Manchester, UK (PRWEB) October 22, 2008
Swinton, the UK's leading high street retailer, has sparked a big reaction with its warning about the growing menace of 'podestrians'. 'Podestrians' are people who listen to mp3 music players while walking - but can't hear approaching traffic due to the volume level or because their headphones 'cancel out' background noise.
Recently Swinton revealed that nearly 9% of minor car insurance claims, involving sudden breaking and shunts, involved a 'podestrian' with 62% of the culprits are described as 'young people' 'teenagers' or 'kids' in descriptions included in incident reports.
Since releasing their findings and analysis, Swinton has received backing from many customers and road users. Bus drivers, cyclists and motorists have all joined the debate, many recounting their own experiences of nearly running 'podestrians' over, or crashing trying to avoid them.
Other concerned parties have proposed for it to be made an offence to cross the road whilst using an MP3 player, mobile phone or handheld games console (similar to a ban proposed in New York last year) and some have suggested that the Green Cross Code should be amended to include instructions to 'remove any headphones and put away any mobile devices' in addition to the traditional 'looking and listening'.

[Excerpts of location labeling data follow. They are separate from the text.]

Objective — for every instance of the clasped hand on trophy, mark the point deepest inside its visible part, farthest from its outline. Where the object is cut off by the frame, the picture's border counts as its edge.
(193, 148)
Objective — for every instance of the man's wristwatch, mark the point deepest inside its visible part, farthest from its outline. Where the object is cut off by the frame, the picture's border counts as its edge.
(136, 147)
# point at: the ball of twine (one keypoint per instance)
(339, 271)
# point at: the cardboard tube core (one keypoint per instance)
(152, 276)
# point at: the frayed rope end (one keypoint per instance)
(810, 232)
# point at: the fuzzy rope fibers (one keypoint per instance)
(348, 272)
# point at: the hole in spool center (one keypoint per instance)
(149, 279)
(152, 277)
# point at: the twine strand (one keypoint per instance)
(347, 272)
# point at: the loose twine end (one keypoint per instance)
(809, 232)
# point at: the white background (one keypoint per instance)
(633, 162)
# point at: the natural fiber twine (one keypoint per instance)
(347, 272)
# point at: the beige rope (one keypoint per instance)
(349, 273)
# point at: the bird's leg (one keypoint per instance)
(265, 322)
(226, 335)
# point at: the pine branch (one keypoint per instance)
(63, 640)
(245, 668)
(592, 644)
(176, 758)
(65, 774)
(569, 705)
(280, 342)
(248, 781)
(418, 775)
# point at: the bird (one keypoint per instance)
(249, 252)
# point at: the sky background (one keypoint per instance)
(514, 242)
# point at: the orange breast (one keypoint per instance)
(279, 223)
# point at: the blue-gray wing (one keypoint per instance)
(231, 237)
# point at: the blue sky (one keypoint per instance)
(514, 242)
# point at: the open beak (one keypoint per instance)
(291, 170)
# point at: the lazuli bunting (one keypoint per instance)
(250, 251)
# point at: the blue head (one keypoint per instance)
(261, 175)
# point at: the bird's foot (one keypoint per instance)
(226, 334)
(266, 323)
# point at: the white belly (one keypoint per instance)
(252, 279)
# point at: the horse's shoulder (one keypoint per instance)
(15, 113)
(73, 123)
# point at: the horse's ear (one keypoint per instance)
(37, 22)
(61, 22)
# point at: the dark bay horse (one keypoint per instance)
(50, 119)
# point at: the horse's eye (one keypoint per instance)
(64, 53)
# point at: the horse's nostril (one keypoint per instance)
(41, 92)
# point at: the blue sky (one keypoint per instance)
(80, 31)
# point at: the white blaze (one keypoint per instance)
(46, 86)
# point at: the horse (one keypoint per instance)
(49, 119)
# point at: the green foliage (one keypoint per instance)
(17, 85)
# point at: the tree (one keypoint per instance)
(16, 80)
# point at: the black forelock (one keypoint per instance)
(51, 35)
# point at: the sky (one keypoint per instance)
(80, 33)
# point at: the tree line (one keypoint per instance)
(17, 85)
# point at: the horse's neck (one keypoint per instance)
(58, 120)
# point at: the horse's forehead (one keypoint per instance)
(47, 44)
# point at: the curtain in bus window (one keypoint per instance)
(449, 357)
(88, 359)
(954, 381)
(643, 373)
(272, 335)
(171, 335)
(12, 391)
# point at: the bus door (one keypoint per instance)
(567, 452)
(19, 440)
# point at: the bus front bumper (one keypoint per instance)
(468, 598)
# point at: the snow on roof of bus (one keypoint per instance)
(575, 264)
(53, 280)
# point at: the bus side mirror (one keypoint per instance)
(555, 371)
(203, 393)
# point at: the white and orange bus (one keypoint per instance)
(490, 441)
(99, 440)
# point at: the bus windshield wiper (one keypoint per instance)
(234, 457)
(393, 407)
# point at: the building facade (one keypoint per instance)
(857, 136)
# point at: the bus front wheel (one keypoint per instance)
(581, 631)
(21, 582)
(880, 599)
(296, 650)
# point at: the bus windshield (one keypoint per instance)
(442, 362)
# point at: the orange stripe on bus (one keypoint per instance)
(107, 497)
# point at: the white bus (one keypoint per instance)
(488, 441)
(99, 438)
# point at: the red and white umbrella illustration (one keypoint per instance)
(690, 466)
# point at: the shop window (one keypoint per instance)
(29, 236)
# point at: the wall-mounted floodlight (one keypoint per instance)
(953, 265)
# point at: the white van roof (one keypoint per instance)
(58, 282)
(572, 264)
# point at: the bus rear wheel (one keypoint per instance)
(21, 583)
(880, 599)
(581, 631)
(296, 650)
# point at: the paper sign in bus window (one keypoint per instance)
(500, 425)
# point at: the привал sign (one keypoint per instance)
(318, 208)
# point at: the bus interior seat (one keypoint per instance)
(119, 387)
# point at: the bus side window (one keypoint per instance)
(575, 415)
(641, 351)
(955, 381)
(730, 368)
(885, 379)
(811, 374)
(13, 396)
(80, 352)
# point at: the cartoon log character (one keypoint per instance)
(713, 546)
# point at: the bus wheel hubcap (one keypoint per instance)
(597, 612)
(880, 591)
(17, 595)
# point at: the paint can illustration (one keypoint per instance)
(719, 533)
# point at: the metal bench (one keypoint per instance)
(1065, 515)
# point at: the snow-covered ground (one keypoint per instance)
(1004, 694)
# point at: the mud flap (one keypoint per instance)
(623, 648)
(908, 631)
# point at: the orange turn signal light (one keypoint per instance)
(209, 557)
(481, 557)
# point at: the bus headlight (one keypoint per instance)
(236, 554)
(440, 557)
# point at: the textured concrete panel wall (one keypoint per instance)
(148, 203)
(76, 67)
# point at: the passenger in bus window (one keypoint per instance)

Steve Chelton, Insurer Development Manager, for Swinton said: "After highlighting the issue of 'podestrians' recently we have had many customers and other road users telling us that the problem is actually more serious than we thought. Some of the accounts of near misses we've been made aware of suggest that shunts and bumps are the least of a driver's worries - and the risk of actually hitting a pedestrian distracted by a music player or mobile phone is on the rise.
"We therefore think that the suggestions to alter the Green Cross Code, or finding another way to educate young people about the dangers of mp3 players and phones while on the move, make a lot of sense."